Her way with words will reach further in 2024. Committee members named Dunn chairman during the Federation’s annual meeting in December.
“I want to make sure women have a voice and are able to tell the story of farming with others, whether it’s going into schools and sharing a book or helping with farm tours,” said Dunn of Geneva County.
Through her year of service, the retired teacher will tap into skills honed in the classroom and at her family’s farm on the Alabama-Florida line.
“You can be in two places at one time,” said Dunn with a grin as she and husband Steve zigzagged between states while checking cows behind their home near Samson.
The skills at Dunn’s disposal include a gracious personality, quick smile and spirited speech, said Federation Women’s Leadership Division Director Kim Earwood.
“Her way with words is just one of her talents,” Earwood said. “Debbie has a way of making everyone feel at ease.

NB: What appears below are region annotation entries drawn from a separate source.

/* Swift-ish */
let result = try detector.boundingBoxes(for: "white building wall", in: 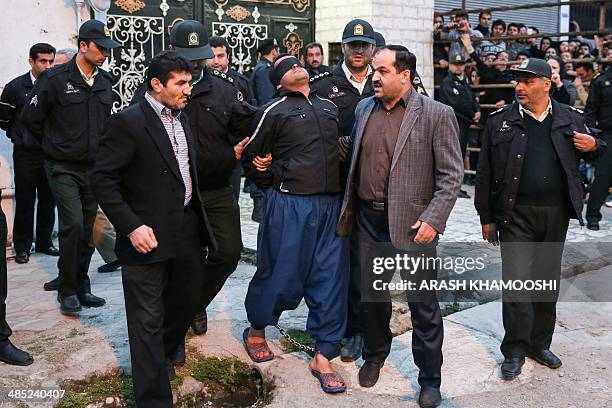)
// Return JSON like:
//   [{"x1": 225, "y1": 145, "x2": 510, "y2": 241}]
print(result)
[
  {"x1": 315, "y1": 0, "x2": 434, "y2": 94},
  {"x1": 315, "y1": 0, "x2": 372, "y2": 59},
  {"x1": 0, "y1": 0, "x2": 89, "y2": 89}
]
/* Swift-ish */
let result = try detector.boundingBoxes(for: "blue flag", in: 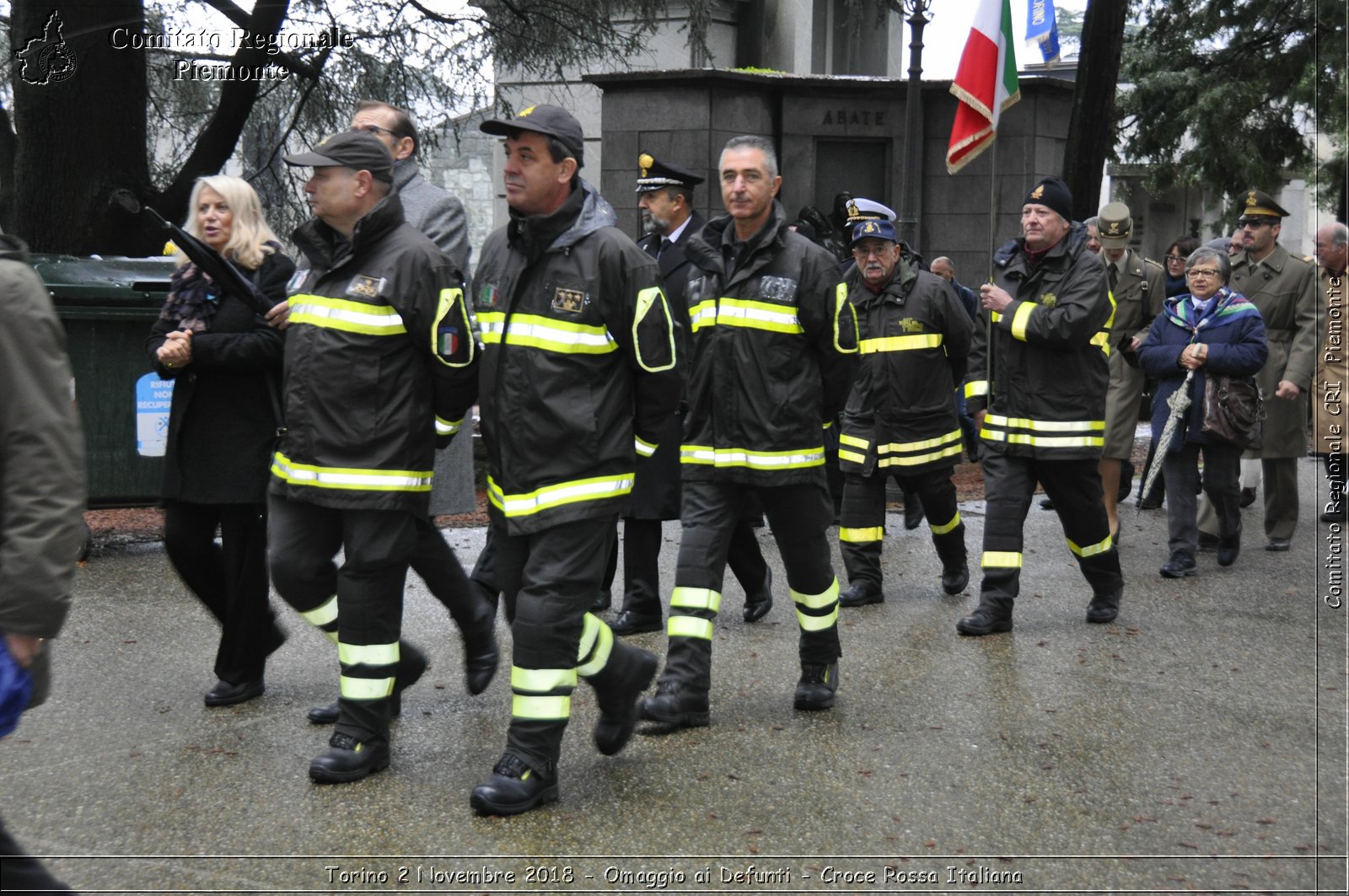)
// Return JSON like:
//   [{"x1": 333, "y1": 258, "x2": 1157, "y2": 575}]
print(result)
[{"x1": 1025, "y1": 0, "x2": 1059, "y2": 62}]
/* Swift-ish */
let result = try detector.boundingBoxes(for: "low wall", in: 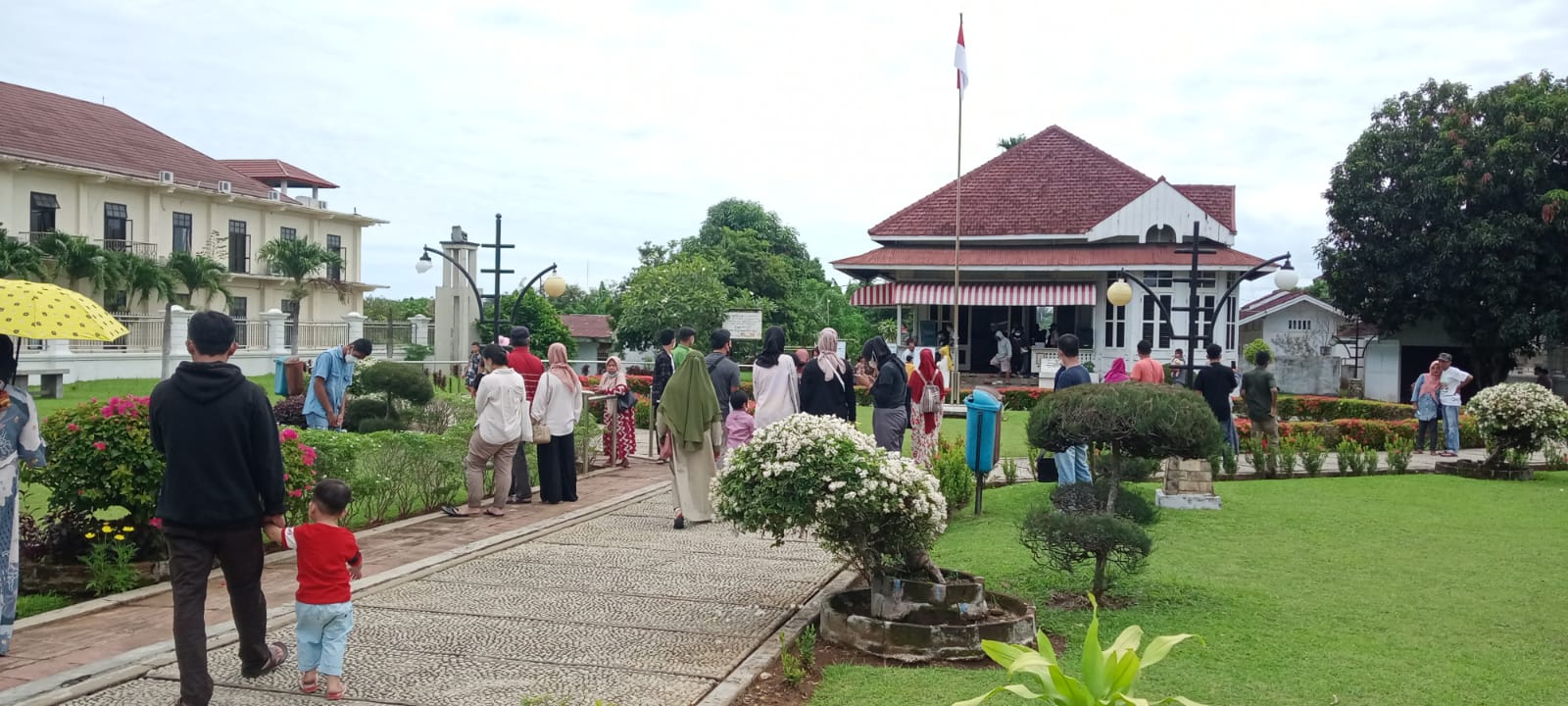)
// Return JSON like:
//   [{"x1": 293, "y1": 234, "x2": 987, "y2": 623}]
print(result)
[{"x1": 1268, "y1": 356, "x2": 1343, "y2": 395}]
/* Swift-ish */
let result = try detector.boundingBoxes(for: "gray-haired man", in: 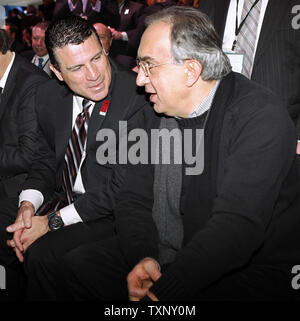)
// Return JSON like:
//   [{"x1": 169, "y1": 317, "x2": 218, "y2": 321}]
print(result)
[{"x1": 60, "y1": 7, "x2": 300, "y2": 301}]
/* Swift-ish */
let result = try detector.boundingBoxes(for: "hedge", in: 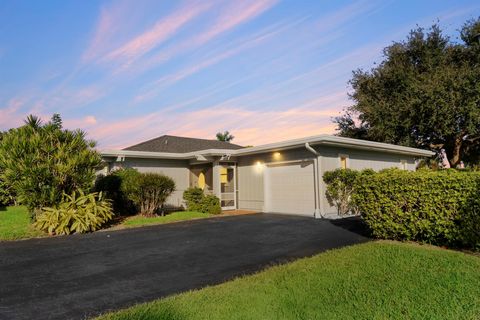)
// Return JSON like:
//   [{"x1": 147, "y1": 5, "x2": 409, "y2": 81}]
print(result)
[{"x1": 352, "y1": 169, "x2": 480, "y2": 250}]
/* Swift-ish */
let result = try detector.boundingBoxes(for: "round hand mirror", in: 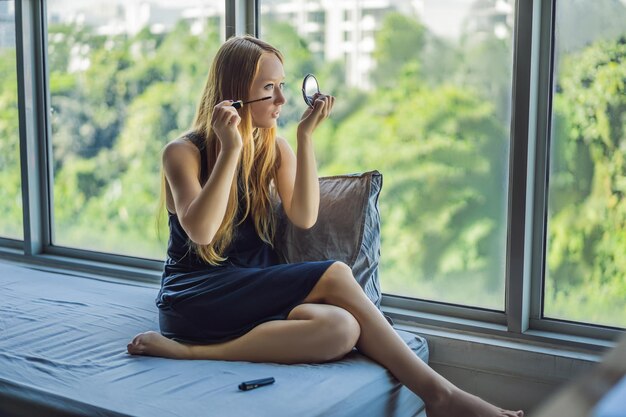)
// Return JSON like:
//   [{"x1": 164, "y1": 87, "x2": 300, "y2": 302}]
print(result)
[{"x1": 302, "y1": 74, "x2": 320, "y2": 107}]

She’s so welcoming.”
In addition to leading the nine-person state committee, Dunn will learn intricacies of Alfa Insurance as a Federation state board member.
She’ll also build on her strong Federation foundation.
Dunn’s county work began thanks to support from Sharon Turner, a fellow Geneva countian and former State WLC chair. Turner encouraged Dunn to run for the state committee in 2018.
For three decades, Dunn taught elementary students, an ideal inroad for promoting WLC programs like Ag in the Classroom and Farm-City contests. Dunn now chairs the flourishing Geneva County Farm-City Committee, which scored big statewide wins last year.
Steve is proud of his wife’s work. The row crop and cattle farmer said WLC members are uniquely positioned to advocate for agriculture.
“Women play a vital role in what happens on the farm,” said Steve, the Geneva County Farmers Federation president. “When it comes to education, ladies can get children’s attention quickly. That’s the key to getting them going down the right road.”
This year, Dunn hopes to lead by example while inspiring excitement and resiliency in WLC volunteer-leaders. A two-time cancer survivor, Dunn taught while earning two master’s degrees and raising sons Ira and Sam.
She also refined a passion for prose as she read books and led writing exercises for fellow teachers.
That passion prepared her to share thoughtfully crafted invocations last year. It also helped her pen an adaptation of poet George Ella Lyon’s free-verse work “Where I’m From.”
“I’m from a farm in Alabama, where the mornings are welcomed by the birds blessing the sun and where I’m tucked in at night by the switching off of the tractor and the lowing of the calves. This is where I call home…”
Many farm families can relate to her story, Dunn said before speaking the final stanza.
“I’m from late-night suppers…waiting for the sun to set and close the day, waiting for the old farmer to come in from the barn seeking comfort and rest. I’m from a farm in Alabama.”